The goal of the research project described herein is to define a method to produce succinct annotations for answers of SPARQL queries via query rewriting. In [3], the authors describe a method as desired, except that that does not produce succinct annotations. For instance, instead of annotating the aforementioned answer Strasbourg with the polynomial expression (s₁ ⊕ s₂) ⊗ s₃, the method annotates it with the polynomial expression (s₁ ⊗ s₃) ⊕ (s₂ ⊗ s₃). Producing succinct annotations can benefit the generation, storage and use of polynomials. This is specially relevant for answers that can be produced in many alternative ways.
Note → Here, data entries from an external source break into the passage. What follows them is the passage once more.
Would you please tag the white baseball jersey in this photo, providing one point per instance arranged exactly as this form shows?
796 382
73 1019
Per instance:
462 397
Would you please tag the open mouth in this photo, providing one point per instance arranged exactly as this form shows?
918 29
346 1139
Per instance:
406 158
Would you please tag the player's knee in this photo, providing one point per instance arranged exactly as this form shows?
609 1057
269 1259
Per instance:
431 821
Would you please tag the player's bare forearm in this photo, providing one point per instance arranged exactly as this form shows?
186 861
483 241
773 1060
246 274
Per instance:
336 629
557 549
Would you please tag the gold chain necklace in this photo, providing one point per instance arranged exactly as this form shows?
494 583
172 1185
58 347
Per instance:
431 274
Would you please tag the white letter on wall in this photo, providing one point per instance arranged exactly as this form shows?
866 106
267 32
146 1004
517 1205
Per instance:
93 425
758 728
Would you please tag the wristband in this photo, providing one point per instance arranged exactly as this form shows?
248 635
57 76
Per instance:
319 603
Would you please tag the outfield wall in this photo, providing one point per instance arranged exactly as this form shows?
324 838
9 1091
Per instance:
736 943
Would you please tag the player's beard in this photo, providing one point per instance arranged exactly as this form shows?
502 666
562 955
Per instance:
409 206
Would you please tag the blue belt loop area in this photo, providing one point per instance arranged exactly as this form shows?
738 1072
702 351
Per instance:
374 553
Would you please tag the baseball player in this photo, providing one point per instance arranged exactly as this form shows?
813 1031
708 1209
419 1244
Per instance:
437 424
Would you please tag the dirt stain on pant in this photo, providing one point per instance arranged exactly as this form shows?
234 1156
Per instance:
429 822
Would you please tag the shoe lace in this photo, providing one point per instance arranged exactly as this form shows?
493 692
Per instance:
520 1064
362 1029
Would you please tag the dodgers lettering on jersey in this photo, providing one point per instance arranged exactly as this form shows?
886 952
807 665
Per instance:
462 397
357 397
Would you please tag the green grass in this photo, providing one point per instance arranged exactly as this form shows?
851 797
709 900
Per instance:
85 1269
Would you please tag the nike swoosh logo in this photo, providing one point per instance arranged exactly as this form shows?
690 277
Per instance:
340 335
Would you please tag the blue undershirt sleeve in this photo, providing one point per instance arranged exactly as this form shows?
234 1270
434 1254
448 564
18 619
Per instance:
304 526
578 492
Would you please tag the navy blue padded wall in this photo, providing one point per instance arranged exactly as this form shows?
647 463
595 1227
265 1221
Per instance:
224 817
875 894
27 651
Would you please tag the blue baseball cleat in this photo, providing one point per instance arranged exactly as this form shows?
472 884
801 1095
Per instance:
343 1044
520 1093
The overall idea of this project is that to compute the how-provenance efficiently we can rewrite the original query Q₁ in several queries {Q₂, . . . , Q_n}, instead of one, as proposed in [3]. This problem is not simple because separating a query can produce more intermediate results. The major research question that will be addressed in this project is how to rewrite the query to compute how-provenance efficiently.

Requirements

Familiarity with database foundations (e.g., relational algebra).
Experience with Semantic Web technologies (RDF and SPARQL).

References

[1] James Cheney, Laura Chiticariu, and Wang Chiew Tan. “Provenance in Databases: Why, How, and Where”. In: Found. Trends Databases 1.4 (2009), pp. 379–474.
[2] Todd J. Green, Gregory Karvounarakis, and Val Tannen. “Provenance semirings”. In: PODS. ACM, 2007, pp. 31–40.
[3] Daniel Hernández, Luis Galárraga, and Katja Hose. “Computing How-Provenance for SPARQL Queries via Query Rewriting”. In: Proc. VLDB Endow. 14.13 (2021), pp. 3389–3401.
[4] Melanie Herschel, Ralf Diestelkämper, and Houssem Ben Lahmar. “A survey on provenance: What for? What form? What from?” In: VLDB J. 26.6 (2017), pp. 881–906.
[5] Aidan Hogan et al. Knowledge Graphs. Synthesis Lectures on Data, Semantics, and Knowledge. Morgan & Claypool Publishers, 2021.